So bunt gemischt die Wählerinnen und Wähler bei den unterschiedlichen Urnengängen votierten, so anpassungsfähig agierte Nagl während seiner Amtszeit. Seit 18 Jahren sitzt der 58-Jährige im Bürgermeistersessel im Grazer Rathaus - so lange wie keiner seiner Vorgänger. Koalitionen mit allen mehrheitsgebenden Parteien sicherten seinen Sitz als Stadtoberhaupt. Die verschiedenen Bündnisse sind aber auch dafür verantwortlich, dass die Handschrift des Bürgermeisters eher bunt und mit wenig Wiedererkennungswert versehen ist - und einigen Widersprüchlichkeiten: Zugangsbeschränkungen für Ausländer zum Gemeindebau, aber auch die Einführung eines Veggie-Tages in städtischen Einrichtungen; Ausbau des Flughafens, aber auch eine 30 Millionen Euro schwere Investition in den Grazer Klimaschutzfonds.

Nun hat Nagl mit seinem Prestigeprojekt, dem geplanten Bau einer U-Bahn in Graz, die Themenführerschaft auf den Verkehr gelegt. Die Volkspartei ist auf Schiene, denn dass die Ära Nagls mit dem Wahltag am 26. September endet, glauben die wenigsten. Entscheidend bleibt die Frage, welche Partei dieses Mal das absehbare Koalitionspapier der ÖVP in Österreichs zweitgrößter Stadt bunter machen wird.

Umfragen, die eine drohende Patt-Situation oder eine abstürzende ÖVP prognostizieren, hält der Politikforscher der FH Joanneum Graz, Heinz Peter Wassermann, für bewusstes Kalkül der Volkspartei.
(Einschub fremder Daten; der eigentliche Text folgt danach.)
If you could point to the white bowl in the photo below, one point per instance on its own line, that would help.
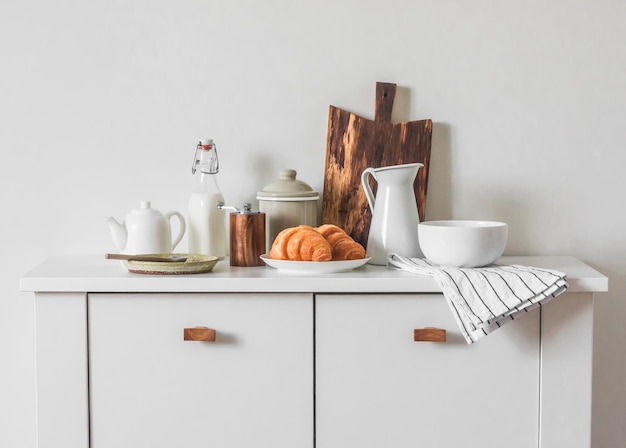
(464, 244)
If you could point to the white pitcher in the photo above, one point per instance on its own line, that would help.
(394, 212)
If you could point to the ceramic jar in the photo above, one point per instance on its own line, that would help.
(287, 202)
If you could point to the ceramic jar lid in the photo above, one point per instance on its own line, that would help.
(288, 188)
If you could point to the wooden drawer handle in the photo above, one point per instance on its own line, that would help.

Wie für langdienende Parteien üblich, habe auch die ÖVP in Graz ein Mobilisierungsproblem. "Die Schwarzen versuchen, mit Umfragen Politik zu machen und möchten Wähler mit Schreckensszenarien vor Grazer Kolchosen an das Dogma ,wer Nagl will, muss Nagl wählen’ zu binden", sagt Wassermann.

Kannibalisierende Linke

Das dunkelrote Schreckensgespenst als Mobilisierungsmotor ist altbekannt. Die KPÖ, die auf bundespolitischer Ebene das Parlament nur mehr aus dem Geschichtsunterricht kennt, ist in Graz die zweitstärkste Kraft. Mit konsequenter Themenführerschaft im Bereich Wohnen, stabilisierten sich die Kommunisten auf einem stolzen Niveau von 20 Prozent - zum Leidwesen von anderen linken Kräften. Wassermann spricht von einer "Kannibalisierung des linken Lagers".
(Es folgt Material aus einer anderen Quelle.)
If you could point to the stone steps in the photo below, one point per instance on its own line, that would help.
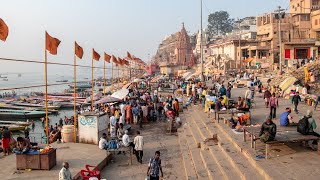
(200, 169)
(188, 166)
(212, 168)
(214, 153)
(236, 159)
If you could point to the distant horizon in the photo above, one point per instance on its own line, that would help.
(114, 27)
Die starke KPÖ hat der einstigen Bürgermeisterpartei SPÖ in der steirischen Landeshauptstadt seit Jahren den Rang abgelaufen und hatte auch dafür gesorgt, dass die Sozialdemokraten 2017 um 165 Stimmen den Einzug in die Stadtregierung verpasst hatten. Die Kommunisten stellen hingegen eine Stadträtin im Proporzsystem, die Gestaltungsfähigkeiten waren für die Oppositionspartei aber in den letzten Jahren bescheiden.

Schwächelnde Mitte

Die SPÖ, die hinter vorgehaltener Hand als Nagls liebster Bündnispartner genannt wird, dürfte aus arithmetischen Gründen als Koalitionspartner ausscheiden. Schon vor vier Jahren kamen die Sozialdemokraten in Graz nur auf zehn Prozent. Ein Bündnis mit den Kommunisten ist für Nagl, der von rund 38 Prozent wegstartet, seit 2017 ein (dunkel-) rotes Tuch. Damals kündigte der Bürgermeister die Koalition aufgrund einer Auseinandersetzung um das Wasserkraftwerk an der Mur im Zorn auf. Das Kraftwerk, das beide Ufer der Mur verbindet, trennt ÖVP und KPÖ nach wie vor. Die Stimmung zwischen Nagl und der KPÖ-Vorsitzenden Elke Kahr ist noch immer angespannt. Eine Koalition zwischen den Bündnispartnern von 2013 bis 2017 gilt daher als ausgeschlossen.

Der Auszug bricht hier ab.